5) У матери – теракт.
6) Поездка в Мондови – сиеста – колонизация.
7) У матери. Продолжение детства – он находит детство, а не отца. Узнает, что он первый человек. Мадам Лека.
«Крепко поцеловав его раза два или три, изо всех сил прижав к себе, а потом отпустив, она смотрела на него и снова обнимала, чтобы поцеловать еще раз, как будто, оценив мысленно всю нежность (ею проявленную), сочла, что мера еще не полна, и [177] . И, сразу же отвернувшись, казалось, больше не думала о нем, как, впрочем, и ни о чем, и даже поглядывала на него порой как-то странно, точно теперь он был здесь лишним и нарушал порядок тесного мира, пустого и замкнутого, в котором она обитала».
177
Конец фразы в рукописи.
Листок II
Переселенец пишет адвокату в 1869 г.: «Чтобы Алжир выдержал лечение своих докторов, он должен быть живуч как кошка».
Деревни, окруженные рвами или укреплениями (с четырьмя башнями по углам).

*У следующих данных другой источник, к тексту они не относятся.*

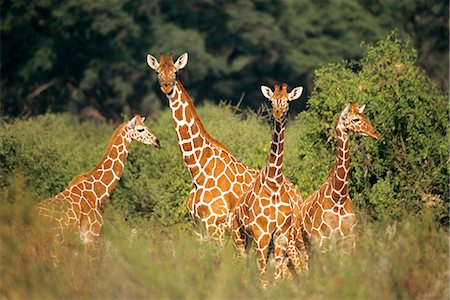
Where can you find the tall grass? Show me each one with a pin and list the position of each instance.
(144, 260)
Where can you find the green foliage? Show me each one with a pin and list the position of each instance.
(406, 171)
(84, 54)
(141, 259)
(52, 149)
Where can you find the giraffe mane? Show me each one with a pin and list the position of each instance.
(112, 140)
(199, 122)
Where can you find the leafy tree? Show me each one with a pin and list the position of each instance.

Из 600 колонистов, отправленных в 1831 г., 150 умерли в палатках. Поэтому в Алжире такое количество сиротских приютов.
В Буфарике люди пахали с ружьем за спиной и хинином в кармане. «Тощий, как из Буфарика». 19 % умерло в 1839 г. Хинин продавался в кафе, как вино или виски.
Бюжо решил женить своих солдат-колонистов в Тулоне и написал мэру Тулона, чтобы тот подобрал двадцать здоровых невест. Это были «свадьбы под барабан». Но, приглядевшись, все начинают меняться невестами. Так появилась Фука.
Сначала работали все сообща. Это было нечто вроде военных колхозов.
«Региональная» колонизация. Шерага была заселена 66 семьями из Граса.
Большинство алжирских мэрий не имеет архивов.